Para o diretor do Departamento de Gestão Interfederativa e Participativa do Ministério da Saúde (DGIP/SE/MS), André Bonifácio Carvalho, a medida contribui para fortalecer a organização das ações e a cooperação entre os diferentes níveis de gestão do SUS.
“A integração do Plano de Ação em Saúde do Rio Doce aos instrumentos municipais de planejamento fortalece a gestão interfederativa e permite que as ações construídas para o território estejam articuladas ao planejamento do SUS em cada município. Também qualifica o acompanhamento da execução e a prestação de contas dos recursos destinados às ações de saúde”, afirma.
Criado a partir do Acordo Judicial para Reparação Integral e Definitiva Relativa ao Rompimento da Barragem de Fundão, homologado pelo Supremo Tribunal Federal em 06 de novembro de 2024, o PES-Rio Doce reúne ações de atenção e vigilância em saúde em 49 municípios de Minas Gerais e no Espírito Santo. As iniciativas são desenvolvidas de forma integrada pela União, estados e municípios e financiadas com recursos privados decorrentes das obrigações previstas no acordo judicial, destinados exclusivamente a ações e serviços públicos de saúde.
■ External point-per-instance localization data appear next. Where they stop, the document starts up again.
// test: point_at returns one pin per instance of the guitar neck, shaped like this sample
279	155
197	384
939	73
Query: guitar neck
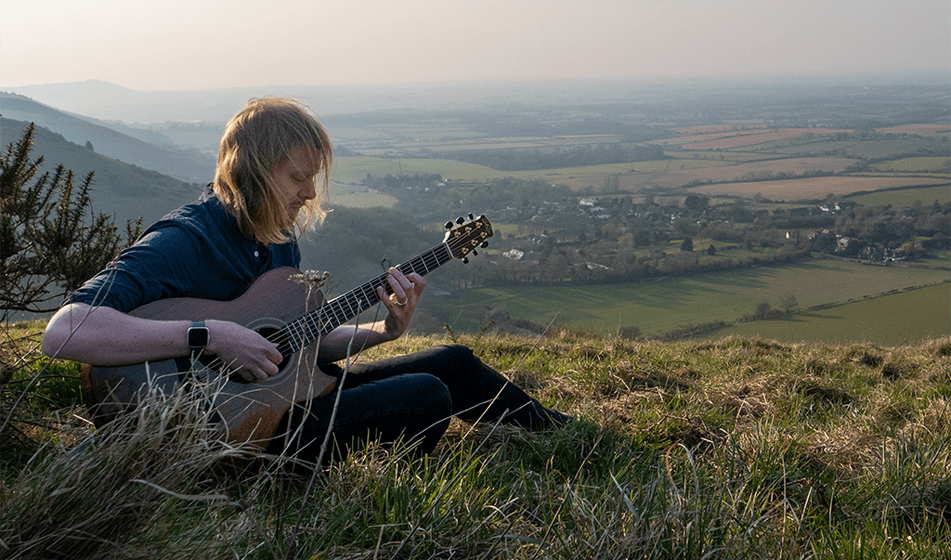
337	311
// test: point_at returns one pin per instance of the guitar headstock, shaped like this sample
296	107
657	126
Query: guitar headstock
465	237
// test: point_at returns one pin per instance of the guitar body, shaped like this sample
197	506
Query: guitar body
248	411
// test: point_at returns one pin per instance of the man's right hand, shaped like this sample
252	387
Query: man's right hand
254	357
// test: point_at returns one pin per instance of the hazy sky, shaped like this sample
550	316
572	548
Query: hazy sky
202	44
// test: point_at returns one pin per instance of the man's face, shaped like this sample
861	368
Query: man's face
294	180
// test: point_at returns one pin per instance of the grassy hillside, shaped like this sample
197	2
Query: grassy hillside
119	189
110	142
742	448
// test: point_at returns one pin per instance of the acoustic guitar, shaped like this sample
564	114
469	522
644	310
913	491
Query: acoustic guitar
283	308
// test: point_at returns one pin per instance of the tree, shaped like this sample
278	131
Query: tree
50	240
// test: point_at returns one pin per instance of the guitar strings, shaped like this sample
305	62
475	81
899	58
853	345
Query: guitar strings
306	329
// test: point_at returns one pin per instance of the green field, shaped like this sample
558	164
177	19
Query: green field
906	197
903	318
661	306
913	164
355	169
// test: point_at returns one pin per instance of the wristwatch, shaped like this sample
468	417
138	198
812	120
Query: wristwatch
197	336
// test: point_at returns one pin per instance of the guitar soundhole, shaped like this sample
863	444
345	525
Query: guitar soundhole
274	335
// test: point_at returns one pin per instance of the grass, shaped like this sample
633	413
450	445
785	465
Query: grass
740	448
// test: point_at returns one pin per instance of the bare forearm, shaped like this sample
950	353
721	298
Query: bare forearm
104	336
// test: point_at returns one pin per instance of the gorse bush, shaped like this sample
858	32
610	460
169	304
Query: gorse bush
740	448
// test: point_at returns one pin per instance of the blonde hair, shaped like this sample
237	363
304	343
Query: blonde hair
258	138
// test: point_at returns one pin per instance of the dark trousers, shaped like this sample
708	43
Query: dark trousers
410	398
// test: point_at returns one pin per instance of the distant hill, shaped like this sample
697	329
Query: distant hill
109	141
119	189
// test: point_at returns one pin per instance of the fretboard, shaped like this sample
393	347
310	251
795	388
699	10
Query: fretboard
308	328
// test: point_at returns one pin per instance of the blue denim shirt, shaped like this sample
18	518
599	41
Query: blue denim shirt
195	251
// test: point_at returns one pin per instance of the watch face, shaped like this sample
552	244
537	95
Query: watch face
197	337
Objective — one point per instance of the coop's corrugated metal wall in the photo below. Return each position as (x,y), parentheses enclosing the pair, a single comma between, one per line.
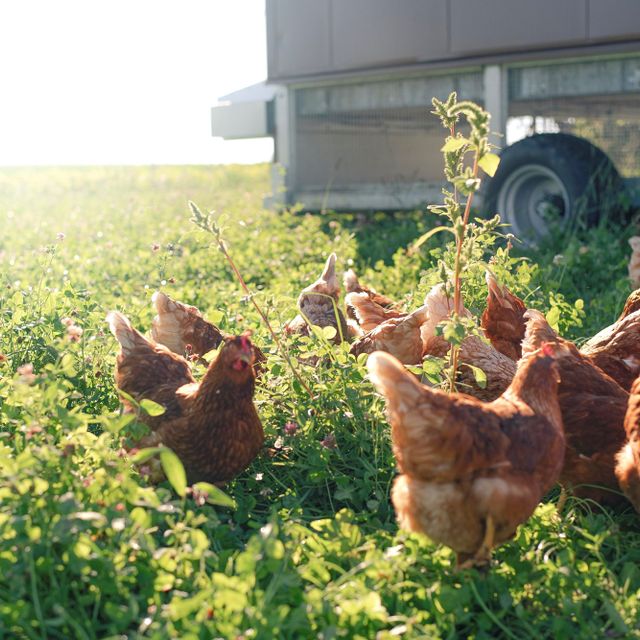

No âmbito do programa, os municípios elaboram Planos de Ação em Saúde de acordo com as necessidades de cada território. As iniciativas envolvem, por exemplo, construção e reforma de unidades de saúde, ampliação do acesso a consultas, exames e cirurgias, aquisição de veículos e fortalecimento da vigilância em saúde.
A oficina teve como objetivo discutir como essas ações podem ser incorporadas aos instrumentos municipais de planejamento do SUS, especialmente ao Plano Municipal de Saúde e à Programação Anual em Saúde (PAS), e consequente desdobramento nos Relatórios de Gestão. A integração permite que as iniciativas relacionadas ao Rio Doce estejam articuladas às prioridades e ao planejamento regular da gestão municipal.
Planejamento e transparência
A proposta apresentada durante a oficina prevê o registro, nos instrumentos municipais de planejamento, das ações previstas, dos valores destinados e da execução dos recursos relacionados ao PES-Rio Doce. A medida busca facilitar o acompanhamento das iniciativas pelos gestores e ampliar a transparência sobre a aplicação dos recursos, o que facilita também, o monitoramento pelos Conselhos de Saúde.
A integração também contribui para que as ações financiadas pelo PES-Rio Doce sejam consideradas no planejamento das políticas de saúde de cada município, fortalecendo a articulação entre as necessidades específicas dos territórios e as estratégias do SUS.
A oficina foi promovida pela Secretaria Executiva do Ministério da Saúde, por meio do DGIP, em parceria com as Superintendências Estaduais do Ministério da Saúde no Espírito Santo e em Minas Gerais e a Secretaria de Estado da Saúde do Espírito Santo (SESA-ES).